# Simulation Path Framework¶

DDSIM also provides a framework for exploiting arbitrary simulation paths (using the taskflow library) based on the methods proposed in [4].

A *simulation path* describes the order in which the individual MxV or MxM multiplications are conducted during the simulation of a quantum circuit. It can be described as a list of tuples that identify the individual states/operations to be multiplied. The initial state is always assigned `ID 0`

, while the i-th operation is assigned `ID i`

. The result of a multiplication is assigned the next highest, unused ID, e.g., in a circuit with `|G|`

gates the result of the first multiplication is
assigned `ID |G|+1`

.

The framework comes with several pre-defined simulation path strategies:

`sequential`

(*default*): simulate the circuit sequentially from left to right using only MxV multiplications`pairwise_recursive`

: recursively group pairs of states and operations to form a binary tree of MxV/MxM multiplications`bracket`

: group certain number of operations according to a given`bracket_size`

`alternating`

: start the simulation in the middle of the circuit and alternate between applications of gates “from the left” and “from the right” (useful for equivalence checking)

as well as the option to translate strategies from the domain of tensor networks to decision diagrams (using the CoTenGra library), see here.

## Simulating a simple circuit¶

This example shall serve as a showcase on how to use the simulation path framework (via Python). First, create the circuit to be simulated using qiskit, e.g., in this case a three-qubit GHZ state:

```
[1]:
```

```
from qiskit import QuantumCircuit
circ = QuantumCircuit(3)
# the initial state corresponds to ID 0
circ.h(0) # corresponds to ID 1
circ.cx(0, 1) # corresponds to ID 2
circ.cx(0, 2) # corresponds to ID 3
circ.draw(output="mpl", style="iqp")
```

```
[1]:
```

Then, obtain the simulation path framework qiskit backend.

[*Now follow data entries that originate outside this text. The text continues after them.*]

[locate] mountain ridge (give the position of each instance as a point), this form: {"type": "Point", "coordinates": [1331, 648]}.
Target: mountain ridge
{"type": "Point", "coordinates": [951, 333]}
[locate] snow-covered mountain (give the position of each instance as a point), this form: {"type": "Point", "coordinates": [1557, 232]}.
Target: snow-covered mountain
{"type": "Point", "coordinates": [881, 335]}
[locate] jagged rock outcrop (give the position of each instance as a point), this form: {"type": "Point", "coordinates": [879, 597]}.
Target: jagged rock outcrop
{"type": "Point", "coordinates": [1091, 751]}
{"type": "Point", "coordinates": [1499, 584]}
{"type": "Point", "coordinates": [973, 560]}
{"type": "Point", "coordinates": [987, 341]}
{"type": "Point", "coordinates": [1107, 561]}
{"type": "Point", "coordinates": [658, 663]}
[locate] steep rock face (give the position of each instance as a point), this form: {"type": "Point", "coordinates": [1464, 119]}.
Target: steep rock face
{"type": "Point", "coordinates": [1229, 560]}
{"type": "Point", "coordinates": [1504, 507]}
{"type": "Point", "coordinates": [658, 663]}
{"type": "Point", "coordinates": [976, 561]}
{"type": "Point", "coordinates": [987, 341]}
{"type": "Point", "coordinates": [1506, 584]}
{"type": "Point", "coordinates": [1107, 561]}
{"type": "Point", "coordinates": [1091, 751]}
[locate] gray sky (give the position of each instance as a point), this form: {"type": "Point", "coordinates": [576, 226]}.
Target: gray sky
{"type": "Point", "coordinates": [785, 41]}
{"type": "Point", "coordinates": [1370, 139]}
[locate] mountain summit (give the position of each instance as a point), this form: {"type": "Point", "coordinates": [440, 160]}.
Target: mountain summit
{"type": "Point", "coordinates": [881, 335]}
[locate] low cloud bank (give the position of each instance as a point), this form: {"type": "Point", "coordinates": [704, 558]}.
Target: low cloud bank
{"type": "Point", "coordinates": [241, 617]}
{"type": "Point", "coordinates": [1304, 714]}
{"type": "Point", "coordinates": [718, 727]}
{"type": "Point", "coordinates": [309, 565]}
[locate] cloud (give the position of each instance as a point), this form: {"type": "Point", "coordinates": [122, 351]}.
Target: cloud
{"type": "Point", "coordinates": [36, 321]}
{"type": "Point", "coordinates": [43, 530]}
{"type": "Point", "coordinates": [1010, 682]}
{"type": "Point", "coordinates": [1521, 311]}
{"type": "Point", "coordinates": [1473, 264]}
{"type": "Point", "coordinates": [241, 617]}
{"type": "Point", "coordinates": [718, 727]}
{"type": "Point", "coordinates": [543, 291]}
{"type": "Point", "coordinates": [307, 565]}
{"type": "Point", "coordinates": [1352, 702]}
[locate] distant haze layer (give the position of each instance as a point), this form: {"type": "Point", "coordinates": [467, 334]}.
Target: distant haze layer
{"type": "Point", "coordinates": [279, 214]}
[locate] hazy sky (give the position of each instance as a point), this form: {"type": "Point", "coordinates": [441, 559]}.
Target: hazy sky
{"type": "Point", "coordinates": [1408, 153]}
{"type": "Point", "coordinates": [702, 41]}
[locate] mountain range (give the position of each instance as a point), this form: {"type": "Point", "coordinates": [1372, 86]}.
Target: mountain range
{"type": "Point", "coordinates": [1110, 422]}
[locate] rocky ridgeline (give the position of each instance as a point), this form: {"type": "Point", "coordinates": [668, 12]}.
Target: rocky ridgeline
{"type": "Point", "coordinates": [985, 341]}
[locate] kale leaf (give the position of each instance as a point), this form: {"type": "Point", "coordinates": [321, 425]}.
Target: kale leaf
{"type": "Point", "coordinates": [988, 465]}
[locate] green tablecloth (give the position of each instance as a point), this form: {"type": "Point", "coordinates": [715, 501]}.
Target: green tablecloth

You can choose between the `path_sim_qasm_simulator`

and the `path_sim_statevector_simulator`

. The first just yields a dictionary with the counts of the measurements, while the latter also provides the complete statevector (which, depending on the amount of qubits, might not fit in the available memory).

```
[2]:
```

```
from mqt.ddsim import DDSIMProvider
provider = DDSIMProvider()
backend = provider.get_backend("path_sim_qasm_simulator")
```

Per default, the backend uses the `sequential`

strategy. For this particular example, this means: - first, the Hadamard operation is applied to the initial state (`[0, 1] -> 4`

) - then, the first CNOT is applied (`[4, 2] -> 5`

) - finally, the last CNOT is applied (`[5, 3] -> 6`

)

The corresponding simulation path is thus described by `[[0, 1], [4, 2], [5, 3]]`

and the final state is the one with `ID 6`

.

The simulation is started by calling the `run`

method on the backend, which takes several optional configuration parameters (such as the simulation path strategy). For a complete list of configuration options see here.

```
[3]:
```

```
job = backend.run(circ)
result = job.result()
print(result.get_counts())
```

```
{'0': 514, '111': 510}
```

## Using CoTenGra to translate tensor network strategies¶

Instead of re-inventing the wheel, the framework allows to translate strategies from the domain of tensor networks to decision diagrams. To this end, the tensor network contraction library CoTenGra is used. In order to use this part of the framework, `mqt.ddsim`

needs to be installed with the `tnflow`

extra, i.e., `pip install "mqt.ddsim[tnflow]"`

.

Then, in order to let CoTenGra determine a simulation path for a given circuit the `mode="cotengra"`

option has to be used when calling `backend.run`

.

```
[4]:
```

```
job = backend.run(circ, mode="cotengra", cotengra_plot_ring=True)
result = job.result()
print(result.get_counts())
```

```
{'0': 526, '111': 498}
```

Per default this uses a maximum of `60s`

(option `cotengra_max_time`

) and `1024`

trials (option `cotengra_max_repeats`

) for CoTenGra and dumps a representation of the determined simulation path to a file in the current working directory (option `cotengra_dump_path`

). Optionally, a visualization of the simulation path can be generated by specifying `cotengra_plot_ring=True`

.

## Configuration¶

The framework can be configured using multiple options (which can be passed to the `backend.run()`

method):

`mode`

: the simulation path mode to use (`sequential`

,`pairwise_recursive`

,`bracket`

,`alternating`

,`cotengra`

))`bracket_size`

: the bracket size used for the`bracket`

mode (default:`2`

)`alternating_start`

: the id of the operation to start with in the`alternating`

mode (default:`0`

)`seed`

: the random seed used for the simulator (default`0`

, i.e., no particular seed)

In addition to the above, CoTenGra can be configured using the options described above.